The Adobe ecosystem, Photoshop and Lightroom in particular, seem to have embraced numerous AI features that have really increased my productivity in the post-production world. Here are some of the features that I have found the most useful since just scratching the surface of our new AI overlord:
AI-Generated Masking
The masking tool in Lightroom has been around awhile. Now, with the help of AI, it can be used to automatically detect and isolate specific elements within a photo such as the sky, the background, or even an individual person. It can detect multiple people or isolate just one, while also selecting a person’s skin, eyes, lips, hair, clothes and much more. This allows photographers to make very detailed edits to these masked off areas without manually painting them on each individual element, saving time and increasing precision.
Before this AI enhancement, you’d have to do all of that work manually. If you were doing it for an entire gallery of photos, it could take forever. Now I literally apply the AI-generated mask that I want for one photo, and then copy/paste the same edit to a batch of photos with the click of a button.
Sky and Subject Selection
Using AI, Lightroom can automatically select and isolate the sky or the main subject in an image with a single click. This is very useful for landscape and portrait photographers, enabling quick and targeted adjustments to enhance skies or emphasize the subject. It can also select the entirety of the background of a subject, which is great for making your subject stand out on the screen.
Noise Reduction
These days, camera technology is rapidly advancing. Many are beginning to incorporate AI tools built right into the camera. Some newer camera models have built-in AI camera noise reduction. On the editing side, Lightroom’s AI-based noise reduction tool can analyze an image to even further reduce grain or digital noise while preserving detail, even in low light or high ISO shots. Again, noise reduction has been around for a while, but the complete teardown and rebuild of a single photograph to get almost all the noise out while retaining this level of sharpness/detail is something wholly new.
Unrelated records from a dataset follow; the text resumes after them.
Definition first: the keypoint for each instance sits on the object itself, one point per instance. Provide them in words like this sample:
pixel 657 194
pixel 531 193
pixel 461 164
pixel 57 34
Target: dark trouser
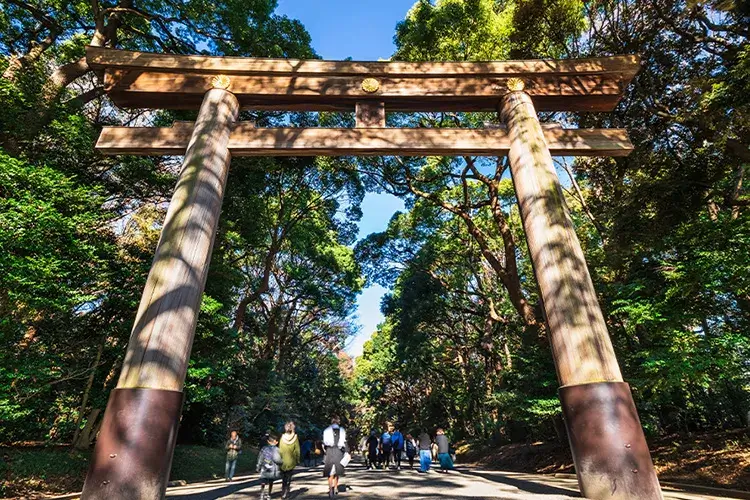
pixel 229 468
pixel 286 481
pixel 387 455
It works particularly well on RAW images, where clarity and detail are critical.
Content-Aware Healing and Generative Fill
This might be the most impressive and is probably my favorite. The Healing Brush can now use AI to replace unwanted objects or spots in photos by blending nearby textures and colors. While the Healing Brush has long been a useful tool of photo editors, it now offers the added benefit of generative fill.
Generative fill can fill in spaces in your photo, elongate the edges of your shot, or completely remove/change unwanted objects in your frame. It can also add photorealistic objects to your image through text-based prompts or existing image references. Simply being able to add to your image on a whim without having to go into a heavy composite style edit is very convenient. Something as simple as removing a person from the background or adding a few extra stars to a night sky on a whim is nice. This is not an AI feature exclusive to Adobe products either, it seems to have gone mainstream, being offered on many apps/websites, even being built into some smart photos right in the default photos app.
With AI capable of generating highly realistic images while completely streamlining photo editing, there’s concern that it could make authentic photography feel less distinctive. For right now, I’m choosing to embrace AI as an incredibly useful tool for photographers, automating many tedious tasks that have historically bogged down my editing workflow. As for the future, well, I’ll probably need to have AI generative fill me into a new job.